Rise in mortgage delinquency rate feared
By Jeannine Aversa
Associated Press
WASHINGTON Fewer homeowners were late paying their mortgages in the final quarter of 2002, but economists worry that a worsening job market could be making that more difficult now.
The seasonally adjusted percentage of mortgage payments 30 or more days past due for all home loans dipped to 4.53 percent in the fourth quarter of last year, down from 4.66 percent in the third quarter, the Mortgage Bankers Association of America reported Monday.
The delinquency rate does not include foreclosures.
Decades-low mortgage rates are helping homeowners handle their mortgage debt, economists say. The dip in the fourth quarter's delinquency rate came as personal bankruptcies hit a record high in 2002.
Still, Doug Duncan, chief economist at the Mortgage Bankers Association of America, said he's concerned about the impact that the recent deterioration in the labor market will have on home-mortgage delinquency rates.
"Employment is such a driver of delinquencies," Duncan said.
If house prices continue to slow, the job market gets worse and the economy doesn't pick up, "That will make it more difficult for households to work out troubled loans," Duncan said.
In February, the nation's unemployment rate rose to 5.8 percent as the economy eliminated 308,000 jobs. That marked the biggest cut in payrolls since November 2001, when the country was reeling from the spillover of the Sept. 11 terror attacks.

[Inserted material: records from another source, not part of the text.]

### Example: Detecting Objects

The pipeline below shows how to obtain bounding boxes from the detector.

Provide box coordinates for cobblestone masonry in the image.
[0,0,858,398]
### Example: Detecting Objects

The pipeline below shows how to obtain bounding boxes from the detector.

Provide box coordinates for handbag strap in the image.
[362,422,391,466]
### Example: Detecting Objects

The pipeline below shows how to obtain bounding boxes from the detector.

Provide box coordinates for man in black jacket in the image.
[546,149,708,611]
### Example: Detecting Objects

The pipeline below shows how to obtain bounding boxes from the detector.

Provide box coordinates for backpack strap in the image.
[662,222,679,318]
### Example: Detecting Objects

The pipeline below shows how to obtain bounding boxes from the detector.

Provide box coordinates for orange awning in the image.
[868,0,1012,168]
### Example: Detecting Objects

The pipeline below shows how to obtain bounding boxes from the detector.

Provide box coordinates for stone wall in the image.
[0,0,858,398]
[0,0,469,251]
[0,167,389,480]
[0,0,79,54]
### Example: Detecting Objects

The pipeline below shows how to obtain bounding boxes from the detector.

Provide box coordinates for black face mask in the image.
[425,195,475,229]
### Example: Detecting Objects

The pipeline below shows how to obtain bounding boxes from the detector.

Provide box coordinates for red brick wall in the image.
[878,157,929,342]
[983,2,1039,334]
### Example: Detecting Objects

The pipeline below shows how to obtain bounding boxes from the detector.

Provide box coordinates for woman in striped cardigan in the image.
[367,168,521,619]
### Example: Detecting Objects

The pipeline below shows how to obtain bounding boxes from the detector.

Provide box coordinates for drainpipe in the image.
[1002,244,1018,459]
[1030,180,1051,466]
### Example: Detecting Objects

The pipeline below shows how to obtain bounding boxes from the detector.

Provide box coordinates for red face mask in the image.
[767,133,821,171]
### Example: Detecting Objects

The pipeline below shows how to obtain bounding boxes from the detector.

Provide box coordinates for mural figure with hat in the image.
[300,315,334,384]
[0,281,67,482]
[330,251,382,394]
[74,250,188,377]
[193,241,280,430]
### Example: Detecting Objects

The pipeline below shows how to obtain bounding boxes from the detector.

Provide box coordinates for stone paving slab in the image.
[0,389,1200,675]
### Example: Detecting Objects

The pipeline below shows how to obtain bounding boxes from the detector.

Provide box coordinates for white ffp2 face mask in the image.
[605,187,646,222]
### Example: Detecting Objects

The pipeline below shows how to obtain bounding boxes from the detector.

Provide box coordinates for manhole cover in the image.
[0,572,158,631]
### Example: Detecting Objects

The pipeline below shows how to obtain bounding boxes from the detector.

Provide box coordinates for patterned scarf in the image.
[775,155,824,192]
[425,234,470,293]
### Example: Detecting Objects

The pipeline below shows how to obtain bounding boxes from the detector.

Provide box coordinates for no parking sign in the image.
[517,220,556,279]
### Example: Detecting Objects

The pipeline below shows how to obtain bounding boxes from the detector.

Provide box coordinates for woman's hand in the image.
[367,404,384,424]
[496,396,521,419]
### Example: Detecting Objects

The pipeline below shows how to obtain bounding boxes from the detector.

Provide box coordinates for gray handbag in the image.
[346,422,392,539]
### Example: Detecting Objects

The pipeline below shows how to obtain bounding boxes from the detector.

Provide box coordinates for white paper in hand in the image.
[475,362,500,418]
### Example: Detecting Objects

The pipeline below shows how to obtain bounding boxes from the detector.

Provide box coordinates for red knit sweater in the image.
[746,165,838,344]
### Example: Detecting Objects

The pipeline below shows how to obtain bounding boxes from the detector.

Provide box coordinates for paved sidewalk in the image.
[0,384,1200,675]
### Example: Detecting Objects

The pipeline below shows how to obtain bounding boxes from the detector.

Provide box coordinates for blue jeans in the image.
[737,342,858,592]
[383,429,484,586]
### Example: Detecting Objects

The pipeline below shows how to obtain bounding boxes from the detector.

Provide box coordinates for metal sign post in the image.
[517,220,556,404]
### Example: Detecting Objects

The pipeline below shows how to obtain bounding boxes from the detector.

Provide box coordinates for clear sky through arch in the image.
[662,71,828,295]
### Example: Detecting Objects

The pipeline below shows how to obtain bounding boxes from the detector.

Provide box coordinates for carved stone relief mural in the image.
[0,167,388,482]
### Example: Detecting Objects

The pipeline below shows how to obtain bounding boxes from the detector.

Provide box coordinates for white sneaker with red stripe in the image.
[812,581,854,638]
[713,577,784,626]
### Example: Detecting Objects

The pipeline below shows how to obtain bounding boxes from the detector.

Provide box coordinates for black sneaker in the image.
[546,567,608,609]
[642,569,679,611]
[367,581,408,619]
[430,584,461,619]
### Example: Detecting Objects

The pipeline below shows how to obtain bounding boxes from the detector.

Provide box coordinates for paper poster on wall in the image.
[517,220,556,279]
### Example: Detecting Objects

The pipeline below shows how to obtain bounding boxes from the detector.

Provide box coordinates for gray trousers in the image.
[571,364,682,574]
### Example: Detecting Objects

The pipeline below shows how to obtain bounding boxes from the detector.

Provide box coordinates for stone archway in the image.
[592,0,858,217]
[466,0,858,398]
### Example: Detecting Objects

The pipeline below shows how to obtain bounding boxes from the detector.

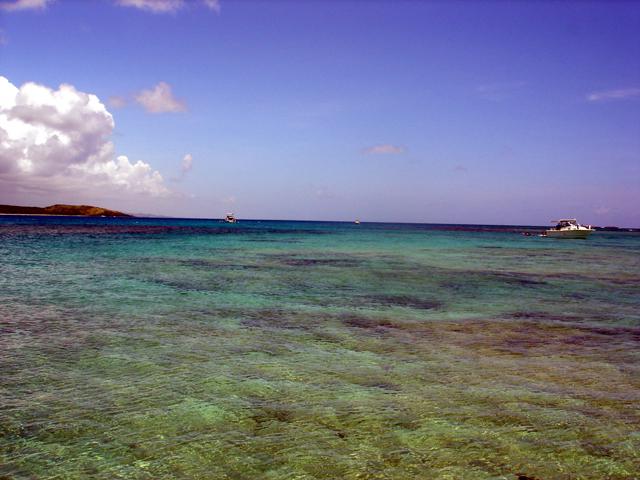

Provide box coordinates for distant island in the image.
[0,204,133,217]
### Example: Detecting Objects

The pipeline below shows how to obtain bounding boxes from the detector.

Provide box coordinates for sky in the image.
[0,0,640,227]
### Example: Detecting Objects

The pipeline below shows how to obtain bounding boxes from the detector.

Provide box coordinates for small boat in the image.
[544,218,594,238]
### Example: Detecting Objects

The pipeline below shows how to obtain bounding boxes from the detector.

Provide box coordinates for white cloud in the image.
[0,0,51,12]
[116,0,220,13]
[107,95,127,108]
[0,76,171,196]
[587,88,640,102]
[181,153,193,174]
[363,144,406,155]
[136,82,187,113]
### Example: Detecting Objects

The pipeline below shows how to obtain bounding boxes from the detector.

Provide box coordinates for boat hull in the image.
[546,229,593,239]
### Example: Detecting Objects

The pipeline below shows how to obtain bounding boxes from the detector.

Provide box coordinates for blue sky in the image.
[0,0,640,226]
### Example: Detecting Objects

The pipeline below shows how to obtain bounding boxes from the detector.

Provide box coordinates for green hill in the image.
[0,204,132,217]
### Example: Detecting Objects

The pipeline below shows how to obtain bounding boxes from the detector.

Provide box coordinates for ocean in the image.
[0,216,640,480]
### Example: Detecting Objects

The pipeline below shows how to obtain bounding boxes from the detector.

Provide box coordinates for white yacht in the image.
[545,218,594,238]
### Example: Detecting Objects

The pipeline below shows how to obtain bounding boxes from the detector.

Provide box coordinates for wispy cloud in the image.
[476,82,527,101]
[0,0,52,12]
[587,88,640,102]
[136,82,187,113]
[116,0,220,13]
[362,143,407,155]
[180,153,193,174]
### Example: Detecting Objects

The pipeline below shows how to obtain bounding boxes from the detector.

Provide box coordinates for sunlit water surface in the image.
[0,217,640,480]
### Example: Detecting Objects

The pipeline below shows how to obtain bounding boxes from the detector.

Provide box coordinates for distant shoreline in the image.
[0,204,133,217]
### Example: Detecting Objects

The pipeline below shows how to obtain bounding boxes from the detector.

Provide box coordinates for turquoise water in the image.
[0,217,640,480]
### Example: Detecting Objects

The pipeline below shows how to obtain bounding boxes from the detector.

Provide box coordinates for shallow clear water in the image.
[0,216,640,479]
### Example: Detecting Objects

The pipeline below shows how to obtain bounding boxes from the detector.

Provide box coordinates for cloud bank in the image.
[0,76,171,196]
[136,82,187,113]
[116,0,220,13]
[362,144,406,155]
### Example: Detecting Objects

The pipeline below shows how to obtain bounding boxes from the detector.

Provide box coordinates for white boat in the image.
[545,218,594,238]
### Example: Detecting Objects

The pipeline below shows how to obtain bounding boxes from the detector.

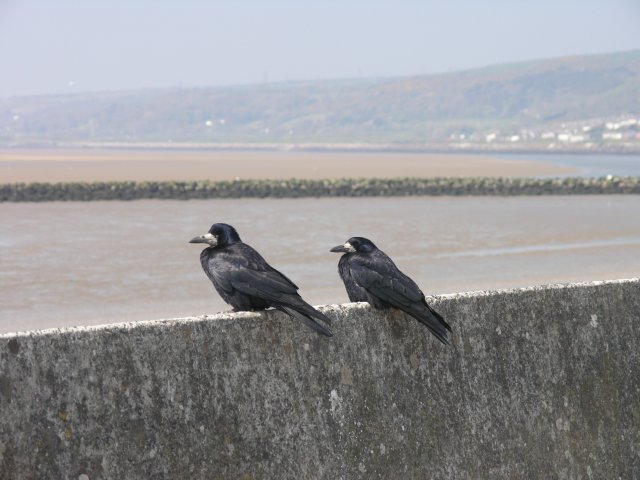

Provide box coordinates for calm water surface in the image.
[0,196,640,332]
[500,153,640,177]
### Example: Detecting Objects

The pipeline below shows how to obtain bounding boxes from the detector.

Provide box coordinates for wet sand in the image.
[0,196,640,332]
[0,149,577,183]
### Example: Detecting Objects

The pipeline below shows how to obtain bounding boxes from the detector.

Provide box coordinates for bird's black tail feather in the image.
[278,302,333,337]
[406,302,451,345]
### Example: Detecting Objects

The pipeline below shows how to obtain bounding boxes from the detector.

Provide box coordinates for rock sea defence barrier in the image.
[0,177,640,202]
[0,279,640,480]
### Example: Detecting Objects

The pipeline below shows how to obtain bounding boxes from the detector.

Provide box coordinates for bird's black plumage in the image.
[331,237,451,344]
[190,223,333,337]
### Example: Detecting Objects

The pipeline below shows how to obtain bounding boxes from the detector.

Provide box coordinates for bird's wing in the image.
[351,255,424,308]
[206,244,298,301]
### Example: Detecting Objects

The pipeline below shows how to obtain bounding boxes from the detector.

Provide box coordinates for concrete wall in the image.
[0,279,640,480]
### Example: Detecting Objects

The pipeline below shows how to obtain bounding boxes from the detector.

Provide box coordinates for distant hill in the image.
[0,50,640,145]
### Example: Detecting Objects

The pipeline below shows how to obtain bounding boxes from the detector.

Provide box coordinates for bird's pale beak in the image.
[329,242,356,253]
[189,233,218,247]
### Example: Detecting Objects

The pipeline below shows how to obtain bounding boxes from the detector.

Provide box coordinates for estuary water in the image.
[0,196,640,332]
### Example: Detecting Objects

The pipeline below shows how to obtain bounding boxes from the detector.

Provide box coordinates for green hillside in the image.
[0,50,640,144]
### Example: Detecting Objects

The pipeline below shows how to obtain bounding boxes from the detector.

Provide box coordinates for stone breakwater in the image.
[0,177,640,202]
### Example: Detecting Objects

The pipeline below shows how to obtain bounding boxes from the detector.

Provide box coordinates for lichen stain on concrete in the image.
[340,366,353,386]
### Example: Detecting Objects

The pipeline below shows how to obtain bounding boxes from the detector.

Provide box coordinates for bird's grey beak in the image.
[189,233,218,247]
[329,242,356,253]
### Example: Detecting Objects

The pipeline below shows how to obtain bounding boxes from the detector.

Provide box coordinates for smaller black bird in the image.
[189,223,333,337]
[331,237,451,345]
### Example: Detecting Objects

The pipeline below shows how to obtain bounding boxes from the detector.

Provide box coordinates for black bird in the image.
[331,237,451,345]
[189,223,333,337]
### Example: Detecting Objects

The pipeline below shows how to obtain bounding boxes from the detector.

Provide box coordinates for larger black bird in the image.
[331,237,451,345]
[189,223,333,337]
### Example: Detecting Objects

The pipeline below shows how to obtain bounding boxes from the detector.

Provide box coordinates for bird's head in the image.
[330,237,378,253]
[189,223,240,247]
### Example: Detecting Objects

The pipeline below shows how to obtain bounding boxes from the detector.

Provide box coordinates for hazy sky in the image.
[0,0,640,96]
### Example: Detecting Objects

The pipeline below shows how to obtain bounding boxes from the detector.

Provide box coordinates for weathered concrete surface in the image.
[0,279,640,480]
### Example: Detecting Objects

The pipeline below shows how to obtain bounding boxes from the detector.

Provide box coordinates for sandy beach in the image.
[0,149,576,183]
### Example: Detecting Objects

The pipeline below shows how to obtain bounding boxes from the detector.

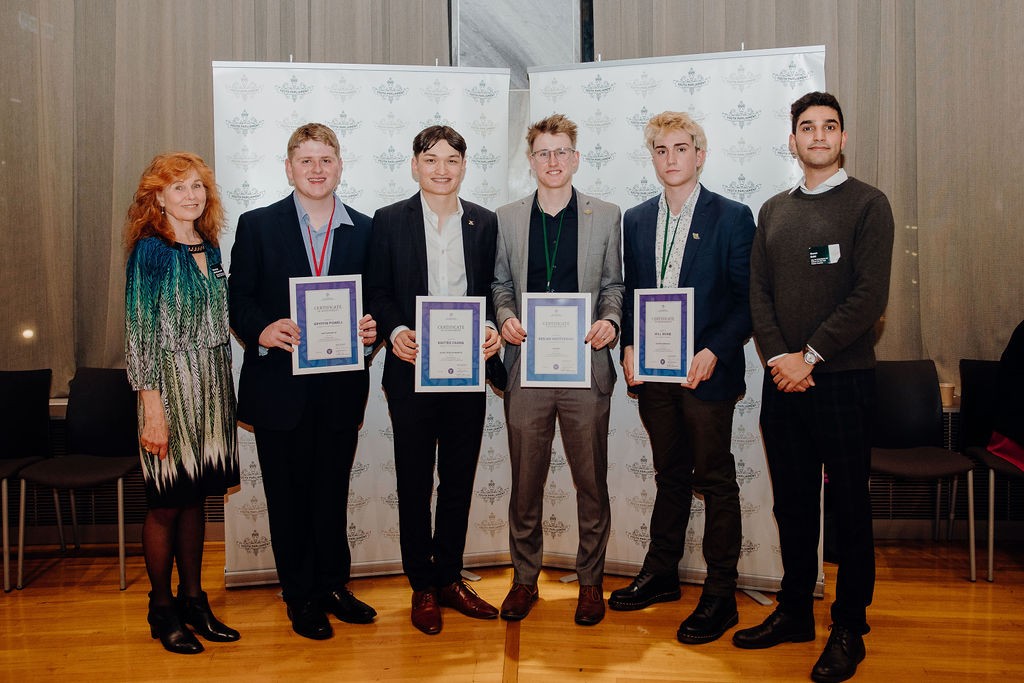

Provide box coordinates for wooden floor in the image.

Private economists believe the jobless rate will move higher in coming months, given forecasts for lackluster economic growth.
The Mortgage Bankers survey also showed that the percentage of home loans that began the process of foreclosure in the fourth quarter of 2002 dropped to 0.35 percent, down from 0.37 percent in the third quarter.
While that represented a small decline in new foreclosures in the final quarter of 2002 from the previous quarter, the percentage of all loans in the process of foreclosure rose to 1.18 percent, a record quarterly level. That surpassed a previous record of 1.15 percent, reached in the third quarter of that same year.
Duncan said he hoped those figures meant that foreclosures may be peaking. But given the stagnant job market situation, that may not be the case, he said.
"We are not out of the woods," Duncan said.
Last week, the average interest rate on a 30-year fixed-rate mortgage rose to 5.79 percent, from a record low rate of 5.61 percent the week before, according to Freddie Mac, the mortgage company.
Low mortgage rates propelled home sales and home-mortgage refinancing activity to records last year. As consumers swap higher-interest-rate home loans for lower-interest-rate ones, the extra cash has helped to support consumer spending. So have rising home values.
Federal Reserve Chairman Alan Greenspan said this month he expected the housing market to cool a bit this year, which would slow consumer spending, one of the main forces fueling the economy.
Higher mortgage rates would "take some starch out of refinance activity," Duncan said. But he and other economists continue to believe the housing and refinance business will remain healthy.